# Beefaroni sandwiches



## irish_2003 (Apr 20, 2011)

i know i'm not the only one who grew up poor and ate chef boy r dee and made Beefaroni sandwiches......ruffles potato chips in bologna sandwiches were another treat!!!


----------



## ManInBlack (Apr 21, 2011)

What about spaghetti tacos? MMMMM, used to eat those daily as a youngin'


----------



## SuperLift (Apr 21, 2011)

tater tot casserole.. anyone?


----------



## ManInBlack (Apr 21, 2011)

Send it here


----------



## IronAddict (Apr 21, 2011)

I'd make maple syrup sandwiches, or eat the whole box of cereal.


----------



## ManInBlack (Apr 21, 2011)

^^^^^ cinnamon toast crunch was the SHIT


----------



## IronAddict (Apr 21, 2011)

ManInBlack said:


> ^^^^^ cinnamon toast crunch was the SHIT



Man, i'm talkin about freakin Kix or some sorry ass cereal like that!


----------



## ManInBlack (Apr 21, 2011)

peanut butter crunch ahhhhhhh shit, im going to get some this weekend


----------



## bombboogie (Apr 21, 2011)

fruit circles generic version of fruit loops


----------



## irish_2003 (Apr 21, 2011)

bombboogie said:


> fruit circles generic version of fruit loops



whatever local generic brand you have, the blue and green coloring in those bag fruit rings come back out and your feces will have the dye coloring in it


----------



## ManInBlack (Apr 21, 2011)

Why not just eat fuckin fruit loops


----------



## CG (Apr 22, 2011)

ManInBlack said:


> Why not just eat fuckin fruit loops



cause we grew up po'


----------



## CG (Apr 22, 2011)

bread sandwiches. when theres nothin but bread, imagine it. or, if your lucky, add some mustard..

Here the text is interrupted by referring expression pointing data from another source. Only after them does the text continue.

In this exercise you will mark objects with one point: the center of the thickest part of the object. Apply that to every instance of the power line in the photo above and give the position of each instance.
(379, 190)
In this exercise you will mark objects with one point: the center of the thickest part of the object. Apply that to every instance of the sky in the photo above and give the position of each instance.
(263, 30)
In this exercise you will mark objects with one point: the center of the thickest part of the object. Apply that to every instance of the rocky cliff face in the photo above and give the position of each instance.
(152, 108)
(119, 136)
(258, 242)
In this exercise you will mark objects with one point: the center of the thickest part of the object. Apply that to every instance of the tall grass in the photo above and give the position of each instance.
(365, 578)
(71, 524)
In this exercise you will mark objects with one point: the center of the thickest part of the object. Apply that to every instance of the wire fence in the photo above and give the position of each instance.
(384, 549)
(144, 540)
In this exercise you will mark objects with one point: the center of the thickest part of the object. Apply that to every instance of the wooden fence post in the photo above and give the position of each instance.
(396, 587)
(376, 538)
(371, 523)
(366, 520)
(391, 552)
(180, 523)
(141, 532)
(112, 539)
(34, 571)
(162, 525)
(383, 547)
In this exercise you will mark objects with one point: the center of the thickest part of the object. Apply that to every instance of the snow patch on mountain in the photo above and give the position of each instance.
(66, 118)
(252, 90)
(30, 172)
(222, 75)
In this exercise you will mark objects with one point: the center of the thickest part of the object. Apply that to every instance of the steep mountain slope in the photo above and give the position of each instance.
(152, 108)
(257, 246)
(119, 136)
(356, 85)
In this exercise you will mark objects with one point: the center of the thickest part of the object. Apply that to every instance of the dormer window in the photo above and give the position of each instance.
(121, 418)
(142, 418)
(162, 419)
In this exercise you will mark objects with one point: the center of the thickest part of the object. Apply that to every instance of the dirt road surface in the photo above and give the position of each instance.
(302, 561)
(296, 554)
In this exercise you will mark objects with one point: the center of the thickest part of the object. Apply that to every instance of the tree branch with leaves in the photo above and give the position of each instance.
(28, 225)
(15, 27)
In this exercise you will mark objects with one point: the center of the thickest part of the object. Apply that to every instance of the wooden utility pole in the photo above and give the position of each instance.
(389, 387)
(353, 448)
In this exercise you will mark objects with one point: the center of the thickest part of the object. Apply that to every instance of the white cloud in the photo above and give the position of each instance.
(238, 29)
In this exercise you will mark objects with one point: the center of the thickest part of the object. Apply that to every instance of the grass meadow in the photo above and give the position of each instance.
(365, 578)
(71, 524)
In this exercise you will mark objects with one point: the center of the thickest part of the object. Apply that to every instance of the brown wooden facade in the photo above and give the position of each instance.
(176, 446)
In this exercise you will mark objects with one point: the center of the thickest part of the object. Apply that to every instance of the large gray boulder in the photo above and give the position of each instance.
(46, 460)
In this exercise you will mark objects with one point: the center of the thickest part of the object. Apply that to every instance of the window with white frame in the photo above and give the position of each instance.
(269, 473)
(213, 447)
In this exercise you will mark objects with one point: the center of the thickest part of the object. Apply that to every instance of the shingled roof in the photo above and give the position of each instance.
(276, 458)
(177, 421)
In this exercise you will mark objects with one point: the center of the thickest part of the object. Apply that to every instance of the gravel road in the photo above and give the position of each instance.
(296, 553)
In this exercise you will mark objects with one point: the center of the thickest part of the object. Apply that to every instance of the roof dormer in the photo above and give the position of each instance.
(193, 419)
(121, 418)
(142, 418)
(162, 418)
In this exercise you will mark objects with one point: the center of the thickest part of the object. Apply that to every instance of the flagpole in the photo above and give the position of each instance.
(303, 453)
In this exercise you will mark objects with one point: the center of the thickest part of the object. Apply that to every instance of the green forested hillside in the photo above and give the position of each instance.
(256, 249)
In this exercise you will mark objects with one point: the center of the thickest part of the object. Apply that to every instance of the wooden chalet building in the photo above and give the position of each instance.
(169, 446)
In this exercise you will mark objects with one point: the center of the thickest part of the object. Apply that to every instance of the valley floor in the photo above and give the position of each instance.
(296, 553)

used to dip toasted potato bread inOJ, ghetto french toast


----------



## Work IN Progress (Apr 22, 2011)

SuperLift said:


> tater tot casserole.. anyone?



This sounds delicious.


----------



## ihateschoolmt (Apr 22, 2011)




----------



## cappo5150 (Apr 22, 2011)

used to cook a hotdog on a fork on the stove. Also used to scrape ice off the sides of the freezer and make my own snowcones. Prob not the brightest thing to do haha.


----------



## Merkaba (Apr 22, 2011)

ManInBlack said:


> Why not just eat fuckin fruit loops



Cause they were like a dollar more.  When you're poor or on a budget that shit added up.  I can't tell you how many boxes of "Flakes of Corn" I ate, Save-Way Brand in the Yellow box.  Crisped Rice, Fruit Oh's, Fruit Wheels, Oat O's, Corn Puffs....hell yea.


----------



## Work IN Progress (Apr 22, 2011)

I grew up poor, then I made more money than I could spend, then I got laid off and I'm poor again.  Not quite hot dogs and tangwich poor but things could definitely be easier. If there is any type of cycle to my life, I will be back on top in no time. Who wants a butter sanwich. I'm buyin.


----------



## Jodi (Apr 23, 2011)

irish_2003 said:


> i know i'm not the only one who grew up poor and ate chef boy r dee and made Beefaroni sandwiches......ruffles potato chips in bologna sandwiches were another treat!!!



  Both of those sound absolutely disgusting......


----------



## FitnessBlogger (Apr 23, 2011)

beefaroni sandwiches? oh god. welcome to the nights of my childhood when mom was working and dad was head chef.


----------